Angela Merkel, who served as chancellor of Germany for 16 years, will release her political memoirs in 2024.
Her publisher announced Thursday that the former chancellor, who is co-authoring the book with her longtime adviser Beate Baumann, will provide an exclusive, personal look into her political life and work.
“I am pleased to reflect on central decisions and situations of my political work in my book ... and make them understandable to a broad public, also with recourse to my personal biography," the ex-chancellor said in a note released by publisher Kiepenheuer & Witsch.
Merkel, 68, steered Germany safely through a succession of crises including the global financial crisis, the migrant crisis and the coronavirus pandemic.
Looking back at her chancellorship shortly after she left office, she said that while the 16 years in office had fulfilled her, they had also been challenging because of the constant need to pay attention to, prevent, or react to crises.
Merkel, a former scientist who grew up in former communist East Germany, became Germany’s first female chancellor on Nov. 22, 2005.
Named “The World’s Most Powerful Woman” by Forbes magazine for 10 years in a row, Merkel has been cast as a powerful defender of liberal values in the West.

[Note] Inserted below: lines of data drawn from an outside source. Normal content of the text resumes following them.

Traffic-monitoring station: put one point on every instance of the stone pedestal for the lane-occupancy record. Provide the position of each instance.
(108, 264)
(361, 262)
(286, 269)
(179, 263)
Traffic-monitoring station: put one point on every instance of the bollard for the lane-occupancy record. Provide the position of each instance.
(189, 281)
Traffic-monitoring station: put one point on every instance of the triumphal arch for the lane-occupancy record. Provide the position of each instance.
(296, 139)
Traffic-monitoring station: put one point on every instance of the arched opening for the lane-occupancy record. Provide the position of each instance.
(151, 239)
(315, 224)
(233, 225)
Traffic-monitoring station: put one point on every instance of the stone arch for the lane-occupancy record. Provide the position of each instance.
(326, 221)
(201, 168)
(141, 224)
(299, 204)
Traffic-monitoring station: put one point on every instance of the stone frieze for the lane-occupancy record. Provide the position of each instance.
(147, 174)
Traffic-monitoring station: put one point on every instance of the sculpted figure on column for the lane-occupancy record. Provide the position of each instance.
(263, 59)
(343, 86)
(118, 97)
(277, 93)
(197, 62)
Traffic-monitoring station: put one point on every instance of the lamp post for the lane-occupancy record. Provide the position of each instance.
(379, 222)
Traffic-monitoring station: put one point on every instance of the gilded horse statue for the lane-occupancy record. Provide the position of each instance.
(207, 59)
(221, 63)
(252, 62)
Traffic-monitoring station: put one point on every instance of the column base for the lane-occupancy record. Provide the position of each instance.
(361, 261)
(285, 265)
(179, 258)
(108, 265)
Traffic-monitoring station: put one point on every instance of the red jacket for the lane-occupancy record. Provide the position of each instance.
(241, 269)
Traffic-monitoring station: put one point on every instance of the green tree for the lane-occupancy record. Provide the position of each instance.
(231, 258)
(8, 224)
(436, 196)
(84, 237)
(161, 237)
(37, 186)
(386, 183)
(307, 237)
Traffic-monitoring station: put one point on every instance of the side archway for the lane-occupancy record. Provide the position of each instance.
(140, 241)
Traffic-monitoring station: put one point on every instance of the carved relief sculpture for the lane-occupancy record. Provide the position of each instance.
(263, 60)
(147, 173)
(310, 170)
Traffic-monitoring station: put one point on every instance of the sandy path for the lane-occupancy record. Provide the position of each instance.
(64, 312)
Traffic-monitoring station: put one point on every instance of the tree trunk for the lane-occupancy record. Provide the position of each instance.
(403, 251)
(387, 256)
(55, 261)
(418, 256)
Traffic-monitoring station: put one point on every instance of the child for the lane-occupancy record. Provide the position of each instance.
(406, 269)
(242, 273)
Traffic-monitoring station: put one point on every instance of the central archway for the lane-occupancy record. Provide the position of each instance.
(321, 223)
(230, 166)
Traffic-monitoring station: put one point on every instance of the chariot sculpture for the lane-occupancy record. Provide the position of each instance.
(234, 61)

Millions of women admire her for breaking through the glass ceiling of male dominance in politics, and she’s been lauded as an impressive role model for girls.
However, since Russia's brutal invasion of Ukraine in February, the former chancellor has also been accused of appeasing and engaging too closely with Russian President Vladimir Putin. She has rejected that criticism saying she always tried to work toward calamity being averted.